The myeloproliferative disorders (MPD) are clonal diseases that originate from a transformed stem cell and involve all myeloid lineage. The affected cells have both proliferative and functional impairment. Therefore, we evaluated and compared neutrophil function in 31 patients with polycythemia vera (PV), idiopathic myelofibrosis (MF), chronic myeloid leukemia (CML), and essential thrombocytosis (ET). Neutrophil chemotaxis, random migration, bactericidal activity and superoxide anion release in these patients were simultaneously compared to those of 31 healthy controls. In this study, chemotactic activity was significantly impaired in patients with PV and CML as compared to controls (M+/-SE: 42 +/- 6 vs. 69+/- 5 cells/field; p<0.005 and 47+/-7 vs. 68+/- 5; p<0.05, respectively). The assessment of the bactericidal activity of neutrophils showed no impairment in most of the patients. In the CML group, the serum had a very strong “lytic” effect on bacteria, possibly due to the high levels of serum lysozyme (22 +/- 2 microgram/ml). The superoxide anion release was found to be normal in most of the patients. Nevertheless, in 25% of PV patients the superoxide production was impaired (less than 60% of the simultaneous controls). In ET most patients had normal neutrophil function.

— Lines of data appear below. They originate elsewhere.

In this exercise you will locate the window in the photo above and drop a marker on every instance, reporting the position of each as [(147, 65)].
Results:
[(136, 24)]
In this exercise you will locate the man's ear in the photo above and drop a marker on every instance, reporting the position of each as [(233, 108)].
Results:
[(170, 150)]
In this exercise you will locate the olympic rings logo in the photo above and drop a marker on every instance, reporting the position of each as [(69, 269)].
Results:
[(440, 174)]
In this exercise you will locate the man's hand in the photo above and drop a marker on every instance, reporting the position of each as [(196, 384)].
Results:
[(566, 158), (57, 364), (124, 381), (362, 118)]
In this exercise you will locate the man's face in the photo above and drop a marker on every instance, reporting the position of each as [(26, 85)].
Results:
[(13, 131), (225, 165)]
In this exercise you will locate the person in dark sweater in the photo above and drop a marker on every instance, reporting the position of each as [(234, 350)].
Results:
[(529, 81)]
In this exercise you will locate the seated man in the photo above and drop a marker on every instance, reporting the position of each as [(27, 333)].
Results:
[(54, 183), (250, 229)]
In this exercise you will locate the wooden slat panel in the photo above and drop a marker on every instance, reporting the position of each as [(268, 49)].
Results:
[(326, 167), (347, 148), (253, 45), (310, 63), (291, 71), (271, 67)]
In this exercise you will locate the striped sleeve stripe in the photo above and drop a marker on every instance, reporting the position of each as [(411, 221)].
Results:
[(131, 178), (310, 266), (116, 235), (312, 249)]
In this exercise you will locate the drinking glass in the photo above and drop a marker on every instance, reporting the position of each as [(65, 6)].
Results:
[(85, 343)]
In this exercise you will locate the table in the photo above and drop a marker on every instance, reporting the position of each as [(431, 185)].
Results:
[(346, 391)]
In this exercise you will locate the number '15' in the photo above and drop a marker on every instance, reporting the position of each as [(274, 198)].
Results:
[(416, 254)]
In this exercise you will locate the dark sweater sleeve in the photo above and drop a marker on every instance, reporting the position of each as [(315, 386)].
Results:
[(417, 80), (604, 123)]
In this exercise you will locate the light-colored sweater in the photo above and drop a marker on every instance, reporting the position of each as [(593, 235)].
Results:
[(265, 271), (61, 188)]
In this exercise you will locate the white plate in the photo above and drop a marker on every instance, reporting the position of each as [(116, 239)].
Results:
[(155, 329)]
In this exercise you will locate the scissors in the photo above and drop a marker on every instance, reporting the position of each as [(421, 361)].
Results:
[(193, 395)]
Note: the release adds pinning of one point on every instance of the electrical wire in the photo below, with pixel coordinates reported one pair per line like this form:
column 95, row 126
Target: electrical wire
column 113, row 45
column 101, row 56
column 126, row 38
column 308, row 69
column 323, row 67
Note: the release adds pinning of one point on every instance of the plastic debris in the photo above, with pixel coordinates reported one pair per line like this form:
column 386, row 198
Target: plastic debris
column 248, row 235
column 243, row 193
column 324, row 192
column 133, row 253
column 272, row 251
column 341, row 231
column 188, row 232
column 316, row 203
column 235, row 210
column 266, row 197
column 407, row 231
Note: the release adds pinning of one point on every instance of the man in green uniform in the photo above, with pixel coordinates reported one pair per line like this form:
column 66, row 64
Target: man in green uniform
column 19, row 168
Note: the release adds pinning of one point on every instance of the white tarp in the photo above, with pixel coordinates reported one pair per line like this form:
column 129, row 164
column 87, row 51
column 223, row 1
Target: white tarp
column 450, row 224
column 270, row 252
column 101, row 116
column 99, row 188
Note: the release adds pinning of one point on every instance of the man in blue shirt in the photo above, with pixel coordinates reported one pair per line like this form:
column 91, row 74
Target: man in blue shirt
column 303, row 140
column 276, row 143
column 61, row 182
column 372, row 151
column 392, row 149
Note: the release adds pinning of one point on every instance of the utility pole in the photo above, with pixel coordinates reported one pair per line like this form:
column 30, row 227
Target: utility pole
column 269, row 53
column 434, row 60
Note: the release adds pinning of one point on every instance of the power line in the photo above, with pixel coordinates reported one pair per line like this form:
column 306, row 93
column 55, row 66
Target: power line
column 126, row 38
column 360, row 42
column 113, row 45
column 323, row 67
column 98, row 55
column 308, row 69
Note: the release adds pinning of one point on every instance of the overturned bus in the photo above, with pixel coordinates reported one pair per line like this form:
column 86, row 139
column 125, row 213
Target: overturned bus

Regarding the effect of treatment, neutrophil chemotactic activity was found to be significantly reduced in the hydrea-treated patients, as compared to the non- treated patients (p<0.001) or healthy controls (<0.0001). We conclude that disturbances in neutrophil function are present in patients with various MPDs, except ET. This probably reflects abnormal maturation of ancessors of the damaged stem cells. Nevertheless, we should keep in mind that therapy itself could affect neutrophil functions. This matter should be studied more extensively. Although infections are not common in MPD disorders, they occasionally occur. It is possible that impairment in the phagocytic function contribute to the development of infections in patients with myeloproliferative disorders.